February 28, 2018 / 12:05 PM / 19 days ago

British investors sell stocks but wary of calling market top - Reuters poll

LONDON (Reuters) - British funds have cut their equity allocations to four-month lows following an early February shakeout, though many remain optimistic that strong economic growth and company earnings will keep the stock market boom going.

FILE PHOTO: Dealers work on a trading floor at BGC Partners in the Canary Wharf business district in London, Britain September 12, 2016. REUTERS/Toby Melville

Reuters’ latest monthly asset allocation poll of 15 investment managers was conducted between Feb. 12-26, as markets were recovering some poise following a savage sell-off that took U.S. stocks 10 percent lower in the space of less than a week and sent equity volatility to multi-year highs.

World stocks are set to end February in the red, the first loss-making month after a 15-month winning streak .MIWD00000PUS, as central banks’ policy tightening intentions and rising inflation drove bond yields to multi-year highs.

UK-based fund managers cut their overall equity holdings by more than 2.5 percentage points to 51.2 percent on average, raising cash by one percentage point to 5.6 percent.

The swing followed a 7.5 percentage point surge in equity allocations to record highs over the course of 2017.

U.S. and British stocks were especially out of favour, with allocations falling around four percentage points, leaving the latter at its lowest since November. Meanwhile euro zone and emerging equity holdings went up by 2.5 and four percentage points respectively.

“The waiting is over and the expected correction has blown at least some of the froth off the equity markets,” said John Husselbee, head of multi-asset at Liontrust Investments.

But like many of his peers, Husselbee was reluctant to call the end of the equity bull run, citing an expanding world economy, strongly growing company earnings and U.S. tax cuts.

Asked if world stocks were already past their cyclical peak, 90 percent of those who responded said no.

That was despite expectations that U.S. bond yields would rise further.

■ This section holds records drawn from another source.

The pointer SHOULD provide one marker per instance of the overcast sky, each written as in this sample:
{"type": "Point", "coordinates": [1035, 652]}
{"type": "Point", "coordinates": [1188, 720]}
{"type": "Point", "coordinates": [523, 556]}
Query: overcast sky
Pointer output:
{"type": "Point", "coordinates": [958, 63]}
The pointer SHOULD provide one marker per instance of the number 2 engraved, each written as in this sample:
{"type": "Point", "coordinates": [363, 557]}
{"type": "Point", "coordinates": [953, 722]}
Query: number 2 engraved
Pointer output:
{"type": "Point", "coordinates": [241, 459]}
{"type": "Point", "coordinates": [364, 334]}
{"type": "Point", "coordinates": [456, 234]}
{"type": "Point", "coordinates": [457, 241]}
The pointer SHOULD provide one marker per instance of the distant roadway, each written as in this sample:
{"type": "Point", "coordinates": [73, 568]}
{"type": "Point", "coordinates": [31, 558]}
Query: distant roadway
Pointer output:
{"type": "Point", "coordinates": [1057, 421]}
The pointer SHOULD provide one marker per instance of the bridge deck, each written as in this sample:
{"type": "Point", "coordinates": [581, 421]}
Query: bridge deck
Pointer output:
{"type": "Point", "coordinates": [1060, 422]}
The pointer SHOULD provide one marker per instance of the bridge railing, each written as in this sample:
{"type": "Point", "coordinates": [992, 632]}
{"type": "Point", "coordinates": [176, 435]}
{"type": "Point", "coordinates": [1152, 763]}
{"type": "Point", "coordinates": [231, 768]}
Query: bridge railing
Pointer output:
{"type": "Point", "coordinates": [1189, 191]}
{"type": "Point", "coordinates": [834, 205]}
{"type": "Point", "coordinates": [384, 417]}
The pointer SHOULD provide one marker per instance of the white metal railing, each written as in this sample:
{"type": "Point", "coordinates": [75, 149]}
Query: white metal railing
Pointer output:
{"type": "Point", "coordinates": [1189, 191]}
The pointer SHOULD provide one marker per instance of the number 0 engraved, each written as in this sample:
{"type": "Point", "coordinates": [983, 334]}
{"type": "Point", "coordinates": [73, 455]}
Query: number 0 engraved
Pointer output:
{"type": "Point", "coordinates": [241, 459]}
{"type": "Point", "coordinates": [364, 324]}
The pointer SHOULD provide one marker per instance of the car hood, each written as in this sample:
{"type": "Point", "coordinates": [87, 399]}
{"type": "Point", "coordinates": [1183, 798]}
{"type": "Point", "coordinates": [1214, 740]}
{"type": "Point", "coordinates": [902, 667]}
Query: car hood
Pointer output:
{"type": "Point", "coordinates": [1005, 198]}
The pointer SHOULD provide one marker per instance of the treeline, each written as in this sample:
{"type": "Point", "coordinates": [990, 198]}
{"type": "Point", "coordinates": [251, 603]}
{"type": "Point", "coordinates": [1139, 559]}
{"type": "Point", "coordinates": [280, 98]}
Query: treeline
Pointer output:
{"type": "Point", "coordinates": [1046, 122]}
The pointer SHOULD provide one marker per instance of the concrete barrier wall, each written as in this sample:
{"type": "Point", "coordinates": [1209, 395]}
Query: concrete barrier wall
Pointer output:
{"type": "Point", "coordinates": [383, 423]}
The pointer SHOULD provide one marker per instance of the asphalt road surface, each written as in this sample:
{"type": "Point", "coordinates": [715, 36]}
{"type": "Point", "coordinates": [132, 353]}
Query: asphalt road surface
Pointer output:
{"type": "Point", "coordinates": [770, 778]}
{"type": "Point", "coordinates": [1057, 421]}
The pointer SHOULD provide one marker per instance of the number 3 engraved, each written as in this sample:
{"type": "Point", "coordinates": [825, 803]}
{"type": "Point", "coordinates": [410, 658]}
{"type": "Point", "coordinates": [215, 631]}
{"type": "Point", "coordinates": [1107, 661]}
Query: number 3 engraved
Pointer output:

Some 70 percent of those who replied to a question on 10-year yields predicted they would end 2018 above 3 percent, compared to current levels around 2.9 percent.

Kamil Amin, investment strategist at Charles Stanley, was among those confident that equities would test new highs. “The opportunity cost for holding equities over bonds in the United States will remain firmly in place,” he said.

Bond allocations rose slightly to 26.2 percent, though they remain four percentage points below year-ago levels.

However, while investors cut holdings of U.S., European and Japanese debt, they sharply raised emerging bond allocations, possibly reflecting the view that the higher yields they offer provide a cushion against higher global inflation.

They also raised holdings of alternative assets, a category that includes commodities and hedge funds, to 14.3 percent, the highest since September 2016, the poll showed.

As for the VIX equity volatility gauge, which surged to multi-year highs of 50 percent during the sell-off from less than 10 percent, investors were spilt equally on whether it would end 2018 above or below 20 percent .VIX.

“We expect bouts of volatility to recur periodically this year as stock markets find themselves in a tug of war between good news on the corporate earnings front and bad news in terms of U.S. rate hikes,” said Trevor Greetham, head of multi-asset at Royal London Asset Management.

While Greetham saw volatility likely ending 2018 below 20, he reckoned “it is unlikely to spend much time around the lows we saw in 2017”.